At this point we find it pertinent to note that, because the breakdown in the consultation procedure ostensibly is due to plaintiffs' own actions, we have assumed arguendo that an alternative forum is available.

[9] In our view this case presents the obverse of Mosley. The Supreme Court there held unconstitutional a Chicago ordinance which prohibited all picketing within 150 feet of a school except peaceful picketing of any school involved in a labor dispute. The Court found that exclusion from a public forum of all subject matter except a particular topic violated Equal Protection, "not to mention the First Amendment itself." 408 U.S. at 96, 92 S. Ct. at 2290. We find that the Board's action in this case, allowing discussion of any topic except labor relations, amounts to precisely the kind of "selective exclusion from a public place" shunned by the Court in Mosley. 408 U.S. at 94, 92 S. Ct. at 2289.

[10] See note 6 supra.

[11] We recognize that the facts in Tinker were markedly different from those before this Court. Tinker involved three public school pupils who were suspended from school for wearing black armbands to protest the Government's policy in Vietnam. The Court found that because in wearing the armbands the petitioners were quiet and passive, and did not impinge upon the rights of others, their conduct was "closely akin to `pure speech'" and entitled to the full protection of the First Amendment. 393 U.S. at 505-06, 89 S. Ct. 733. Hence, the Court in the above-quoted statement treated the school officials' action as a limitation on the content of protected expression.

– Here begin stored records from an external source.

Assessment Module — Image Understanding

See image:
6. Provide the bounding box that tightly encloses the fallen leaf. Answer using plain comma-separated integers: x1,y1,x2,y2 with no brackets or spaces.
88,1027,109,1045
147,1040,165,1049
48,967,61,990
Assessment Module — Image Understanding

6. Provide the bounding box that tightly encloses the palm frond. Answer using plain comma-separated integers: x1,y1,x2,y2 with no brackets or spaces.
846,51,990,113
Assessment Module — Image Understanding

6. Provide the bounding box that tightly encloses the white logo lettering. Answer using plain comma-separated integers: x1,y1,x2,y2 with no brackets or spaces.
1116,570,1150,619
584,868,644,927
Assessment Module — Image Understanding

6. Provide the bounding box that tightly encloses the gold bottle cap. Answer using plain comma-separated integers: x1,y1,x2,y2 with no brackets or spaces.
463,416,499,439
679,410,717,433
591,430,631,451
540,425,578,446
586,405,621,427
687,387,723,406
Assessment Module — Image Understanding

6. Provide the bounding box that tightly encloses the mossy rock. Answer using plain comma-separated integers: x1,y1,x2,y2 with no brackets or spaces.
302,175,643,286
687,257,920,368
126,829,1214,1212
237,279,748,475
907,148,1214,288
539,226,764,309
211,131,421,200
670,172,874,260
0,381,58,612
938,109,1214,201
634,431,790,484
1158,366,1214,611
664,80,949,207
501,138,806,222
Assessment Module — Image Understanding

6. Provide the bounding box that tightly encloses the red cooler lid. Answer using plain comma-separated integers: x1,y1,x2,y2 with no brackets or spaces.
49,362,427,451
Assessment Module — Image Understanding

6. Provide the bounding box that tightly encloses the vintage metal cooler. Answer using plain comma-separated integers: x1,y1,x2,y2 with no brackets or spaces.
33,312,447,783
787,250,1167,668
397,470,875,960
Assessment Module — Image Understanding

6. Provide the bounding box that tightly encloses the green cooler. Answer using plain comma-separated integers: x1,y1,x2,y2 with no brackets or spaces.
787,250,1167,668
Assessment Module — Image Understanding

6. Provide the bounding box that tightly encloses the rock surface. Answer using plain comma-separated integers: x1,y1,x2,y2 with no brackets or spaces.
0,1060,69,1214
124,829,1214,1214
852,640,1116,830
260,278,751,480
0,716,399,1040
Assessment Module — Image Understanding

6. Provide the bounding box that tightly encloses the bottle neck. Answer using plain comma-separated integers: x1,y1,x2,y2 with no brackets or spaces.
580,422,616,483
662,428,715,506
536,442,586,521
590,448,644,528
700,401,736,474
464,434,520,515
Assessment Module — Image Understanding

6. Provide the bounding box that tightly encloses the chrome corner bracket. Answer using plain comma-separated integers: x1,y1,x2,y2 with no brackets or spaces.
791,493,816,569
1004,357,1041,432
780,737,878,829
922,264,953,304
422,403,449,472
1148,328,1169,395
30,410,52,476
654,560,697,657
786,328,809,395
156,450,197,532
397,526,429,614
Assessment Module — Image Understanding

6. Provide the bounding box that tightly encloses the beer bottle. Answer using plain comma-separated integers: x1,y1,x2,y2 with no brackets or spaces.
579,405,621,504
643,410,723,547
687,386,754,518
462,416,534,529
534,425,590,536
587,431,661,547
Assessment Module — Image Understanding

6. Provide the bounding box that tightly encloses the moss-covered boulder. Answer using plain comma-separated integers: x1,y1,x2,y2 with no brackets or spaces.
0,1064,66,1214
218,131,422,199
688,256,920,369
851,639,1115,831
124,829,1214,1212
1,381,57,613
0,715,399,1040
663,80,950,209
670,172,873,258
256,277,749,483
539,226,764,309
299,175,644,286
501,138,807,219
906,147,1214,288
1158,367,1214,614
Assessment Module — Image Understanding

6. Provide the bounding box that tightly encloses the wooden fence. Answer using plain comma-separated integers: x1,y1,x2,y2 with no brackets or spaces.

[12] Professor Tribe observes that in structuring expression in a public forum, the government, "in addition to its usual obligation of content neutrality (an obligation that exists whether or not a public forum is involved), . . . cannot regulate speech-related conduct in such places except in narrow ways shown to be necessary to serve significant governmental interests." Tribe, American Constitutional Law 689 (1978).

[13] The Supreme Court there stated that "public bodies may confine their meetings to specified subject matter." We reiterate that we do not believe that the rationale for this statement justifies opening public discussion to any and all matters except the disfavored topic. Compare note .5 supra. As the Court stated in Madison, "when the board sits in public meetings to conduct public business and hear the views of citizens, it may not . . . discriminate between speakers on the basis of . . . the content of their speech." 429 U.S. at 176, 97 S. Ct. at 426.

We express no present opinion on whether the Board's specification of an agenda for public discussion might become so broad as to be pro tanto a sham by which to exclude only disfavored subject matter.

[14] We do not, however, think this a wise choice. As Justice Holmes stated, dissenting in Abrams v. United States,

[T]he ultimate good desired is better reached by free trade in ideas . . . [T]he best test of truth is the power of the thought to get itself accepted in the competition of the market, and that truth is the only ground upon which their wishes safely can be carried out.

250 U.S. 616, 630, 40 S. Ct. 17, 22, 63 L. Ed. 1173 (1919).